Este 2026, el Domingo Laetare caerá el 15 de marzo, jornada en la que Sevilla vivirá un día especialmente intenso con las funciones principales de hermandades como la Esperanza de Triana, traslados de pasos y la celebración del Cabildo de Toma de Horas en la Catedral.

Cabildo de Toma de Horas.

Cabildo de Toma de Horas. / Archivo Catedral de Sevilla

¿Es obligatorio ayunar?

La realidad del ayuno y la abstinencia sigue siendo uno de los aspectos de la Cuaresma sobre los que más mitos circulan en la calle, cuando en realidad la normativa de la Iglesia no persigue la privación por sistema sino un ejercicio consciente de autocontrol y sobriedad. La abstinencia de carne es obligatoria todos los viernes de Cuaresma para los mayores de 14 años, mientras que el ayuno solo es preceptivo el Miércoles de Ceniza y el Viernes Santo, y consiste en realizar una sola comida fuerte al día.

El propio Derecho Canónico contempla dispensas que eximen de estas obligaciones a los menores de 18 años y a los mayores de 59, a las personas enfermas o sometidas a tratamientos médicos que requieran una alimentación específica, a las mujeres embarazadas o en periodo de lactancia y a quienes desempeñan trabajos de especial desgaste físico o atraviesan una situación de precariedad económica.

San Agustín, San León Magno y San Ambrosio describen la Cuaresma como un tiempo de "tristeza saludable" y "penitencia gozosa" en el que la liturgia se despoja de elementos de júbilo para acompañar el camino interior del creyente. Esta es la razón por la que se suprimen el Gloria y el Aleluya durante las misas. Estos himnos de júbilo no se recuperan hasta la Vigilia Pascual, en la noche del Sábado Santo.

Viernes de Dolores: ¿Vísperas o Semana Santa?

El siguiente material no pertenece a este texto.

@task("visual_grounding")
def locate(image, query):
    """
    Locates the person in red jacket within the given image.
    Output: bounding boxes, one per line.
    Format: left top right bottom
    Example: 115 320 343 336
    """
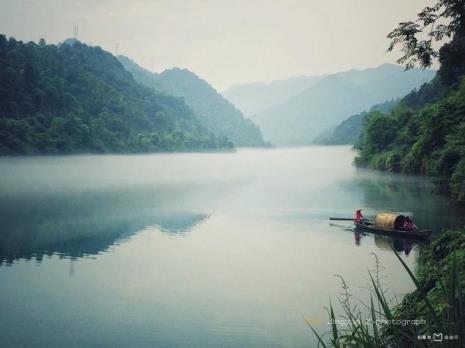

Según el Misal Romano y la Conferencia Episcopal Española, la Semana Santa empieza litúrgicamente el Domingo de Ramos. Por tanto el Viernes de Dolores es hoy una memoria litúrgica (la festividad oficial, dedicada a Santa María Virgen de los Dolores, se trasladó al 15 de septiembre tras el Concilio Vaticano II) y no el inicio del tiempo de Pasión.

Sin embargo, en Sevilla, la piedad popular ha generado un "tiempo propio", en palabras del antropólogo Isidoro Moreno. En consecuencia, el Directorio sobre la Piedad Popular y la Liturgia, aprobado por San Juan Pablo II en 2001, permite que estas celebraciones de vísperas complementen a la liturgia oficial.

Dicho de otro modo, aunque para la Iglesia el Viernes de Dolores sigue siendo litúrgicamente Cuaresma, para la identidad colectiva de la ciudad rige ya ese calendario paralelo que anticipa la salida de las cofradías de Vísperas a la calle, una realidad que el Vaticano no contempla como norma oficial, pero que valora y acoge como legítima expresión de fe popular.